第3話 能力実験


 早速、公園へと着いた弥勒は周りに誰もいないことを確認する。小さな公園で遊具もほとんど無いため普段から子供たちもあまりここで遊んだりはしない場所だ。能力の実験にはまさにうってつけの場所だろう。


「アイテムボックスは使えたから次はメインの加護を試してみるか」


 キョロキョロとやや怪しい挙動を見せながら木の陰に隠れ、道路からなるべく見えない位置に移動する。そこで一度、息を整えてから加護を発動させるためのキーワードを口にする。


「セイバーチェンジ」


 その言葉と共に左腕を前に出してまるで握手するかのようなポーズをとる弥勒。すると手の上あたりに灰色に輝く宝玉が出現し、ピカッと大きく光り弥勒の姿を一瞬隠す。

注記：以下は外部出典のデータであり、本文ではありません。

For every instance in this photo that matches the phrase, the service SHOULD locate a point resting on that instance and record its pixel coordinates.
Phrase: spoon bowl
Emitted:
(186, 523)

 そして光が収まると、そこには騎士の様な格好をした弥勒が立っていた。左手には剣を握っている。一般的なロングソードと呼ばれる剣である。先ほど光っていた宝玉はいつの間にか反対側の右手の籠手に埋め込まれている。色は灰色のままである。


 薄めの灰色の外套を纏い、フードを被っている。顔には中世の騎士が付けていたバイザーを模した仮面が付けられている。一見、視界が悪そうに思えるがこれも加護の力なのか視界には一切影響しないという優れモノだ。

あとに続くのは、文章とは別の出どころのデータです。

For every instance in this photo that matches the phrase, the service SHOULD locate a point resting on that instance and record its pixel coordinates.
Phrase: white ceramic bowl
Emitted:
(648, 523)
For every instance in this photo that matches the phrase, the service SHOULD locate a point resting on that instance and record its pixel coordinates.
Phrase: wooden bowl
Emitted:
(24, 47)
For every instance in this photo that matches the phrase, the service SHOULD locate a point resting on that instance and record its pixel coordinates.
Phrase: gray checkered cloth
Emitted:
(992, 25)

 胸元から腰にかけては灰色の鎧を装着しており、腕には籠手、足元はいつの間にかブーツが装着されている。全体的に騎士に近い格好ではあるが、正規のものと比較するとやや軽装となっている。


「やっぱり灰色の騎士アッシュナイトに変身できるのか」


 この姿は女神から与えられた加護のベースとなる力である。鎧と武器を自動で装着する変身システム。状況に応じて姿を変えることであらゆる戦闘に対応できる能力の基本のフォーム。この灰色の騎士アッシュナイトという姿は文字通り騎士の能力をベースとしており、汎用性の高い戦闘装束だ。


「解除」


 いつまでも能力を展開している訳にもいかないので能力を解除する弥勒。万が一何も知らない一般人に先ほどの姿を見られれば公園で隠れてコスプレをしている痛い人間と思われる可能性もある。それだけは避けたい弥勒。地球へ戻って来て早々に変な噂が立つのもまずいだろう。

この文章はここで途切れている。